Alcaraz is most often compared to Nadal – both Spaniards achieved similar milestones at almost identical ages – yet Nadal’s long-time coach, Toni Nadal, noted Alcaraz was a more complete player than his nephew at the same age.

Some tennis commentators have seriously debated whether Alcaraz could match the Grand Slam winning exploits of this legendary trio – all of whom own at least 20 major singles titles.

Djokovic described him as the future of men’s tennis. Famed coach Rick Macci predicted Alcaraz would win more than 10 Grand Slam titles by age 24. Seven-time major champion Mats Wilander declared Alcaraz “could turn out to be the single most important tennis player that we have ever had in our sport”.

Rather than worry about such commentary increasing pressure and expectation, Team Alcaraz has instead embraced it.

Alcaraz’s coach Juan Carlos Ferrero told The Tennis Podcast he believed his protégé was “only 60 per cent of his maybe top (level)”.

Alcaraz himself, in his Players’ Voice essay, declared: “I am ambitious and my goals are big, I'm not going to lie. My dream is to be one of the best in history.”

Masur was inclined to agree with Ferrero’s assessment, given the Spaniard – himself a major-winning former world No.1 – would have seen things from Alcaraz in practice nobody else was privy to.

"I've worked with players, and sometimes when you're on court with them… I remember a practice session with Nick Kyrgios in Darwin one afternoon, and he was in one of those moods where he was just lighting it up and playing doubles with Thanasi (Kokkinakis) and having fun. And I was like, 'wow',” Masur said. 

“Sometimes you just see things on a practice court, as Ferrero would have seen with Alcaraz, where you're just like, 'woah'.

“If this starts to flow into his matches, no one's going to get close.”

The next frontier: Djokovic rematch

When Alcaraz won the US Open and rose to world No.1 for the first time, Djokovic was absent from the field in New York.

When Djokovic won the Australian Open and reclaimed the top ranking, Alcaraz had not participated.

And at Indian Wells, Alcaraz seized the title and the top ranking, yet again in Djokovic’s absence. 

The game’s two most recent Grand Slam champions are like ships passing in the night, further removed from their one and only meeting in Madrid almost a year ago – an epic which Alcaraz claimed in a third-set tiebreak.

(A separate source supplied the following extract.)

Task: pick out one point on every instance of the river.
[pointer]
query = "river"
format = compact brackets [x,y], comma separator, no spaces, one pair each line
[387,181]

Carlos Alcaraz (R) beat Novak Djokovic (L) 6-7(5) 7-5 7-6(5) in the semifinals of the Madrid Masters in 2022. It remains the only time they have ever played each other. (Getty Images)

It is the match-up everyone wants to see when both compete during the upcoming European clay-court season, and beyond.

Alcaraz included.

“Novak is one of the best players in the world. That's obvious. I will say that if you want to be the best, you have to beat the best,” he said. 

“I really wanted to play against Novak again.”

Masur recalls being courtside during the Australian Open 2023 final – where Djokovic won his 10th title with a straight-sets domination of Stefanos Tsitsipas – and marvelling at the Serb’s level. 

He believes the timing is perfect for the second installment of the Alcaraz-Djokovic series, given this critical juncture of their respective careers.

"I was sitting there looking at the depth of shot and movement, certainly on that surface, and I was like, 'I don't know how you actually beat him',” Masur said of Djokovic, who turns 36 in May.

“This will be the big test for Alcaraz. We know Novak is a competitive beast. (Missing all those events) at this stage of his career, it's probably given him another year of motivation. All those months of not competing and travelling has probably freshened him up mentally, and made him pretty keen for the challenge. 

"We know Alcaraz is going to get better as the years go by. We know Novak, given his age... you can't imagine he can carry this (high level) on for another three to five years. 

"Where they meet and on what surface will be very interesting."